Exhibit 5.1
[Davis Graham & Stubbs Letterhead]
January 17, 2008
Board of Directors and Selling Stockholder
Pure Cycle Corporation
8451 Delaware Street
Thornton, Colorado 80260
         
 
  Re:   Registration Statement on Form S-8 filed on May 6, 2004, Registration No. 333-115240 and Registration Statement on Form S-3, effective on July 19, 2007, Registration No. 333-142335
Gentlemen:
We have acted as counsel to Pure Cycle Corporation, a Colorado corporation (the “Company”), in connection with a reincorporation merger whereby the Company’s predecessor, Pure Cycle Corporation, a Delaware corporation (“Pure Cycle Delaware”), merged with and into the Company, its wholly-owned Colorado subsidiary, with the Colorado subsidiary being the surviving corporation (the “Reincorporation Merger”).
Prior to the Reincorporation Merger, Pure Cycle Delaware filed with the Securities and Exchange Commission (the “Commission”) (i) a registration statement on Form S-8 on May 6, 2004, Registration No. 333-115240, and (ii) a registration statement on Form S-3, effective on July 19, 2007, Registration No. 333-142335 (collectively, the “Registration Statements”). Pursuant to Registration No. 333-115240, Pure Cycle Delaware registered 4,200,000 shares of its common stock (the “Plan Shares”) to be issued pursuant to certain equity incentive plans, the 2004 Incentive Plan being the only Plan still in effect (the “Plan”).
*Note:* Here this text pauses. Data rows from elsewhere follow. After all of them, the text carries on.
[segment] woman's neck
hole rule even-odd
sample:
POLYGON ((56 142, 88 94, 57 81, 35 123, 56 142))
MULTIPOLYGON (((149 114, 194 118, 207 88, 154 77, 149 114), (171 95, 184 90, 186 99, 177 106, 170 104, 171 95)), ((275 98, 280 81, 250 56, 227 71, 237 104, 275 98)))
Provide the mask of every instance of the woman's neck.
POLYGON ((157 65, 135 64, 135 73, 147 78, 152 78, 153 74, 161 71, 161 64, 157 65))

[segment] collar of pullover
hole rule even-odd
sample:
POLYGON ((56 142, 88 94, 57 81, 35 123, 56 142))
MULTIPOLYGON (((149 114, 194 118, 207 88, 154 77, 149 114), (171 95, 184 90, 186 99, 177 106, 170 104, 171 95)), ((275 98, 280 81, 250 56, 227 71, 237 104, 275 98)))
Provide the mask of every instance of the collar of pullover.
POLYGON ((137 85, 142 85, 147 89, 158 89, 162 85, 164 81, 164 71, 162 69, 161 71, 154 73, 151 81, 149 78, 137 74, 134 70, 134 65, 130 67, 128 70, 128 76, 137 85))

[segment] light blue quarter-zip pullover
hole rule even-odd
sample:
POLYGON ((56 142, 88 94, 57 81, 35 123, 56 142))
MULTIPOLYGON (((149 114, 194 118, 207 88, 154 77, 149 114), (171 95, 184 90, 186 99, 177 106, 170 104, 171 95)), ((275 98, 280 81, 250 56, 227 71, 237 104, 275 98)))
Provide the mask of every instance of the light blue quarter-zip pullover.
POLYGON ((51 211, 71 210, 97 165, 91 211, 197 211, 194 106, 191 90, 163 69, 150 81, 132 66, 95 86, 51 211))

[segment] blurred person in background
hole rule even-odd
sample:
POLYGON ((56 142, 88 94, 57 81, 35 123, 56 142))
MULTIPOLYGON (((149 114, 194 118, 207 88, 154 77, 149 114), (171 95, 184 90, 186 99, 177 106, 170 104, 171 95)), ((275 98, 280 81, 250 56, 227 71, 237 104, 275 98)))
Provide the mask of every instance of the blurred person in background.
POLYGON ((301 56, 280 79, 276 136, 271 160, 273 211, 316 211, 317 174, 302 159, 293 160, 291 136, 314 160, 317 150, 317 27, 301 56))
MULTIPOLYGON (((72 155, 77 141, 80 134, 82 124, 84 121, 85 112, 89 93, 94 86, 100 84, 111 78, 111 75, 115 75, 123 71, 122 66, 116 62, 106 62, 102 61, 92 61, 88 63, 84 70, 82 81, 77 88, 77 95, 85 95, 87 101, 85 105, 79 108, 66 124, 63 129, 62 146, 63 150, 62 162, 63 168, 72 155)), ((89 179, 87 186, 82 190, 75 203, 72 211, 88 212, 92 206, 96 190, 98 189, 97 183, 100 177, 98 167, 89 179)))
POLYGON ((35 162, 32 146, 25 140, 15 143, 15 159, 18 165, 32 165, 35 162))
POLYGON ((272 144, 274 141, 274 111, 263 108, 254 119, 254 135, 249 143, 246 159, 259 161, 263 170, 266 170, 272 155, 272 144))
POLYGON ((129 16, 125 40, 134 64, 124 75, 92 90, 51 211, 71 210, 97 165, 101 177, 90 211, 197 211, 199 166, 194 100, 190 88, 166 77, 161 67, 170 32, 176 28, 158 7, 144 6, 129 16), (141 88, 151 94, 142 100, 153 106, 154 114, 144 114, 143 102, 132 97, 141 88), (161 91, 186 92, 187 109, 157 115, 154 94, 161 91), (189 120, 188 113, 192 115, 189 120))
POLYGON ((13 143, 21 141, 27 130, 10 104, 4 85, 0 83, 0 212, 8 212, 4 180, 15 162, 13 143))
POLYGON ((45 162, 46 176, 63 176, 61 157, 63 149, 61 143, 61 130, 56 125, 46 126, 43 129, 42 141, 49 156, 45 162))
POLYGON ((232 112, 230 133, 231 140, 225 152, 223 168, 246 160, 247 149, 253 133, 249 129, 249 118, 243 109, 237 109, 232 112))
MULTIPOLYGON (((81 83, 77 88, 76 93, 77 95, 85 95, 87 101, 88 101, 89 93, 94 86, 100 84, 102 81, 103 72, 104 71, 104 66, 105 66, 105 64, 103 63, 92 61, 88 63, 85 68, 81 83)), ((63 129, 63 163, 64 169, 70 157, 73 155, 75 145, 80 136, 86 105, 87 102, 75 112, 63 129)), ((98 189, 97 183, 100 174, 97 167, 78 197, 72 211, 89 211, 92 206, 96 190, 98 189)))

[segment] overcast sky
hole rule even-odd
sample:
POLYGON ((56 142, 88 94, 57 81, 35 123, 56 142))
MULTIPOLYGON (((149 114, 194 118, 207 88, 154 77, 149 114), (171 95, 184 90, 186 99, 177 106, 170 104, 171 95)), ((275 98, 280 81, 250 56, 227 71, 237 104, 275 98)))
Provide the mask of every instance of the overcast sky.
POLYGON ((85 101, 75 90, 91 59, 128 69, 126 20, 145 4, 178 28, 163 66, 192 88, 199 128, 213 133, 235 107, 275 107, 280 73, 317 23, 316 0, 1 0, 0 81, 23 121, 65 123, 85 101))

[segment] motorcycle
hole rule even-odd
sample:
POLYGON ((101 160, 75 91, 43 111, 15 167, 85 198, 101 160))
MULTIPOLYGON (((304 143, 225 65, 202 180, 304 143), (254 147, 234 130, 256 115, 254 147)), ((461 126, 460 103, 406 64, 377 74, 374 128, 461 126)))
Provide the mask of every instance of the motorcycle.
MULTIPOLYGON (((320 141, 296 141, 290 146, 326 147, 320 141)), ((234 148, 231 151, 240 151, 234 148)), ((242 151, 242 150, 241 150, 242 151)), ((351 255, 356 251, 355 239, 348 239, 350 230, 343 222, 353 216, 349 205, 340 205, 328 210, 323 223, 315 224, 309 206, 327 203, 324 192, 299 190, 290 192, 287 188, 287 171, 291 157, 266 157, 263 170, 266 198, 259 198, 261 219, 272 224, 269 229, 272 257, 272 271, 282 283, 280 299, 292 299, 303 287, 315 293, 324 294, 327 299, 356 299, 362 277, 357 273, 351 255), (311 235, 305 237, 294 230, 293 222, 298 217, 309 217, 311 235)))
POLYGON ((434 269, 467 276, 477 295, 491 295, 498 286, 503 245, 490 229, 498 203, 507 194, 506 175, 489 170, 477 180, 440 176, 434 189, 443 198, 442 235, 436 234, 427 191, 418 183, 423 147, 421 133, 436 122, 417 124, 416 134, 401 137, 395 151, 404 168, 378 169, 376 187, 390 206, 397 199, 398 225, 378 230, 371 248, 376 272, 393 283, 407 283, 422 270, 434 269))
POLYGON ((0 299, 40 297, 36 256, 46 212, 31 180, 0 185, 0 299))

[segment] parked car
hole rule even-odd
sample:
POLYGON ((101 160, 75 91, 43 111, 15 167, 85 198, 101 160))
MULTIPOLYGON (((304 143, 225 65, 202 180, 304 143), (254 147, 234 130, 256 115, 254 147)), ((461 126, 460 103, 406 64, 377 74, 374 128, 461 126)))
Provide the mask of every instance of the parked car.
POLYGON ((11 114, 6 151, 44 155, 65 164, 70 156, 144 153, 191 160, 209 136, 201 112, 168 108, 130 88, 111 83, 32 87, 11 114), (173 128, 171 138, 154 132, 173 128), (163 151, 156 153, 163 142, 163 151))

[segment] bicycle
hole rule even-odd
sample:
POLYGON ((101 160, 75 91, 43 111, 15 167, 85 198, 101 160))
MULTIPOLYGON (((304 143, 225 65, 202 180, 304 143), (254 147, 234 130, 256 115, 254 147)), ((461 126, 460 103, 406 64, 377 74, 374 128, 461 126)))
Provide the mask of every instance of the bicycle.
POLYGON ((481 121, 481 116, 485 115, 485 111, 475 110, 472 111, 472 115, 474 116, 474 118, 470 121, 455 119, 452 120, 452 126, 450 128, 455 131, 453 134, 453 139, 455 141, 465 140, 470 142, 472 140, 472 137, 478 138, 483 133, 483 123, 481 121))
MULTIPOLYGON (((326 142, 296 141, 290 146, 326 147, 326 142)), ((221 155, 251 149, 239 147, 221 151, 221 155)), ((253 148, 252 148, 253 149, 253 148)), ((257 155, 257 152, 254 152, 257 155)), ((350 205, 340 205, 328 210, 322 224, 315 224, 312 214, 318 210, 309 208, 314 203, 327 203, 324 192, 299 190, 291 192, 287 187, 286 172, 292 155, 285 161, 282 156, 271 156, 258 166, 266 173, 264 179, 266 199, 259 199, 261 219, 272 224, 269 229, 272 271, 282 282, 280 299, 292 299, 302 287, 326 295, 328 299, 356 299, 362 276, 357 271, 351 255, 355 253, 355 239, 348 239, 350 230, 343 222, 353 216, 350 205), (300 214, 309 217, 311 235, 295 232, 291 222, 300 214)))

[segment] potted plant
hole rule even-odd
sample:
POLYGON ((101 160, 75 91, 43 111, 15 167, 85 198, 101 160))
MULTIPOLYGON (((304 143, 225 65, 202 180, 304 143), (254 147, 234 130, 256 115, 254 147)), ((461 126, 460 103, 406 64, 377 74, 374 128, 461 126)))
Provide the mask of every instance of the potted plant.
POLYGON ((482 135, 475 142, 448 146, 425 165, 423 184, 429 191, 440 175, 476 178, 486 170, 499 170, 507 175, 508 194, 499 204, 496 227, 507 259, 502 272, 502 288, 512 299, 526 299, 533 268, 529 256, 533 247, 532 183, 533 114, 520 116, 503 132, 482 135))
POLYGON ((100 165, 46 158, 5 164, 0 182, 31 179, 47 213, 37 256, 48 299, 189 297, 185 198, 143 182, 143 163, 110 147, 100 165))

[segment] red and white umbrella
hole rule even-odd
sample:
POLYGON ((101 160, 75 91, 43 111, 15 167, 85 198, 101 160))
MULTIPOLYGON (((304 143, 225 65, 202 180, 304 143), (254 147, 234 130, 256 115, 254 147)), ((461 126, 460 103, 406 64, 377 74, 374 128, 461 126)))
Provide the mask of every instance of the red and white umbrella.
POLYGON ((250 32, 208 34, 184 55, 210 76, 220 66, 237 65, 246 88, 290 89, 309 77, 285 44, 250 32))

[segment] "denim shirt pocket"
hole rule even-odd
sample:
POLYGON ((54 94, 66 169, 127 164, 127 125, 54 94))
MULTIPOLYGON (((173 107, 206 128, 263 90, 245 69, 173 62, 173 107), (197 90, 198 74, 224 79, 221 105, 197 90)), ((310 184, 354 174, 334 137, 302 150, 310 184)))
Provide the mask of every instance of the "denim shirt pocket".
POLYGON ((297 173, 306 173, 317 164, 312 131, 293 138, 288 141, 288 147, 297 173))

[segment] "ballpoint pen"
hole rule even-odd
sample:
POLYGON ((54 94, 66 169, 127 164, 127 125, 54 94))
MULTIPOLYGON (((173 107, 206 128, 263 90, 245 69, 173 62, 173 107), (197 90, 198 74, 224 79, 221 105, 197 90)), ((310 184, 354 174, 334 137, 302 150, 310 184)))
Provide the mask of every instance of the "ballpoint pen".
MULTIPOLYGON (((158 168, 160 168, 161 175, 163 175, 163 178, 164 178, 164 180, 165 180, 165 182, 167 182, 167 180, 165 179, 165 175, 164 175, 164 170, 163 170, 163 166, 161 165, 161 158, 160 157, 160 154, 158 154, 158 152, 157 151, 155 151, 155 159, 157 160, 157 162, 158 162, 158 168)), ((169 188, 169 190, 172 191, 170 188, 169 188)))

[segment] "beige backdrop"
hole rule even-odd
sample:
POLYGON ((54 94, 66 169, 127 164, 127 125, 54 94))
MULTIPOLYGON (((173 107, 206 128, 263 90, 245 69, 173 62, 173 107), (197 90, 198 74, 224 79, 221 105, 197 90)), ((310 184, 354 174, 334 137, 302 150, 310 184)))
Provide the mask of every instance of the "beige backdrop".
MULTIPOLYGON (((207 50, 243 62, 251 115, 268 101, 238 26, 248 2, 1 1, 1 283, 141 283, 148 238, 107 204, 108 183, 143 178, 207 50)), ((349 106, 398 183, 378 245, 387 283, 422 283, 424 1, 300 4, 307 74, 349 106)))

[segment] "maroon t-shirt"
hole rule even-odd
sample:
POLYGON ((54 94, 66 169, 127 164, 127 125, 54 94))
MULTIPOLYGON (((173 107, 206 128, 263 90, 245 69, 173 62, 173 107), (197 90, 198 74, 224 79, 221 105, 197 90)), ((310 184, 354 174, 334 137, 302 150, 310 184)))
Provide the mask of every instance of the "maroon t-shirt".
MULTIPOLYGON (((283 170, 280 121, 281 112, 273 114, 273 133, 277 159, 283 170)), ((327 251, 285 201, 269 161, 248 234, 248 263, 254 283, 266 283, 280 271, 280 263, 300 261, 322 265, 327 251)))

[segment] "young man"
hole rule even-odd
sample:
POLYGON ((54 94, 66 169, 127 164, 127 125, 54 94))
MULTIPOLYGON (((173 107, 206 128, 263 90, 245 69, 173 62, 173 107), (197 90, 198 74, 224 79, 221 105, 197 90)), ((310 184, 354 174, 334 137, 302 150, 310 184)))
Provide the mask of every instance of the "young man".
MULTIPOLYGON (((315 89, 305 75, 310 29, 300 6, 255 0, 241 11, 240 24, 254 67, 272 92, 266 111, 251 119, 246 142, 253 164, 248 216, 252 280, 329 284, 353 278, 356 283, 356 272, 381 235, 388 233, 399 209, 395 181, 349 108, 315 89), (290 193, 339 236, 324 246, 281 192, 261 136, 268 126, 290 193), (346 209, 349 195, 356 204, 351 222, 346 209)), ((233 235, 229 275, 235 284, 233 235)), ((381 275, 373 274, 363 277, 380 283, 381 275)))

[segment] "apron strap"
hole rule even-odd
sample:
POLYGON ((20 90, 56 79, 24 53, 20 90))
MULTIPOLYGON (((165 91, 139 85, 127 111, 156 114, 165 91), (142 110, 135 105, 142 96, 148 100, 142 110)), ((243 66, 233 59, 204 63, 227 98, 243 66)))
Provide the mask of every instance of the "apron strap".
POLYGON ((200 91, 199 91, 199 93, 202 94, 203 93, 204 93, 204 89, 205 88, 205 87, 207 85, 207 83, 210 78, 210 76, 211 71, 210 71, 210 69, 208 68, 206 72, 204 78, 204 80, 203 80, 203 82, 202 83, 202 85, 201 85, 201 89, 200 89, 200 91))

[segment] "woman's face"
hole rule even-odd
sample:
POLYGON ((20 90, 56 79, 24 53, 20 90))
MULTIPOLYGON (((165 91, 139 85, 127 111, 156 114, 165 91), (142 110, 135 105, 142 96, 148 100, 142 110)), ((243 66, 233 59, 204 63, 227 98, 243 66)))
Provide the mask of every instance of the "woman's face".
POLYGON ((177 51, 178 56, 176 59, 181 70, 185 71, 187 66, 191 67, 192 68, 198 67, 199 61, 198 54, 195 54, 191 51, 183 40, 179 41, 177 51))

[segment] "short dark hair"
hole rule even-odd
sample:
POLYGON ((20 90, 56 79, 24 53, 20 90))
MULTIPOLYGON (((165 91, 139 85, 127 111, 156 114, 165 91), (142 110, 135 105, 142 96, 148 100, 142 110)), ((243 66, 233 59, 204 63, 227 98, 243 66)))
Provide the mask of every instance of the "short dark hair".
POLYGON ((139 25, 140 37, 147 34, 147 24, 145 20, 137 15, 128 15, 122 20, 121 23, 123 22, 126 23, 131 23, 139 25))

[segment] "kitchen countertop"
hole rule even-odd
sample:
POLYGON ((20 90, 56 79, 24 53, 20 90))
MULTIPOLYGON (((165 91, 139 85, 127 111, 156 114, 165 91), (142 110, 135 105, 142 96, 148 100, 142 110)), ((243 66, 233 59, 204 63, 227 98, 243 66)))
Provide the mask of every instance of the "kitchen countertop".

Pursuant to Registration No. 333-142335, Pure Cycle Delaware registered $15,000,000 principal amount of its common stock (the “Company Shares”) and 2,406,697 shares of common stock (the “Resale Shares”) to be offered for resale by certain selling stockholders, only one of whom continues to own Resale Shares (the “Selling Stockholder”).
Pursuant to Rule 414(d) of the Securities Act of 1933, as amended (the “Securities Act”), the Company has filed a report on Form 8-K, to which this opinion is attached as an exhibit (the “Form 8-K”), adopting the Registration Statements of Pure Cycle Delaware as its own registration statements for all purposes of the Securities Act and the Securities Exchange Act of 1934. The Company is deemed a “successor issuer” of Pure Cycle Delaware for purposes of Rule 414(d).
We, as counsel to the Company and its predecessor, Pure Cycle Delaware, have examined and relied on such documents, corporate records, and other instruments, have made such inquiries as to questions of fact of officers and representatives of the Company, and have made such examinations of law as we have deemed necessary or appropriate for purposes of giving the opinions expressed below. In such examinations, we have assumed the genuineness of all signatures, the authenticity of all documents submitted to us as originals and the conformity of all the originals of all documents submitted to us as copies.

 

 


 

Board of Directors
January 17, 2008
Page 2
Based on the foregoing, we are of the opinion that:
1. The Plan Shares have been duly authorized and, when sold as contemplated in the Plan and the Registration Statement, will be validly issued, fully paid and non-assessable.
2. The issuance and sale by the Company of up to $15,000,000 of common stock, as provided in Registration No. 333-142335, has been duly and validly authorized by all necessary corporate action of the Company.
3. The Company Shares, when issued and sold in conformity with the resolutions of the board of directors of the Company and as contemplated in Registration No. 333-142335, the prospectus contained therein (the “Prospectus”) and in the applicable supplement to the Prospectus, will be validly issued, fully paid and non-assessable.
4. The Resale Shares issued and outstanding held by the Selling Stockholder have been legally and validly issued and are fully paid and non-assessable.
We hereby consent to the filing of this opinion as an exhibit to the Form 8-K with the understanding that it will be incorporated by reference into each of the Registration Statements. In giving this consent we do not hereby admit that we are in the category of persons whose consent is required under Section 7 of the Securities Act or the rules of the Commission thereunder.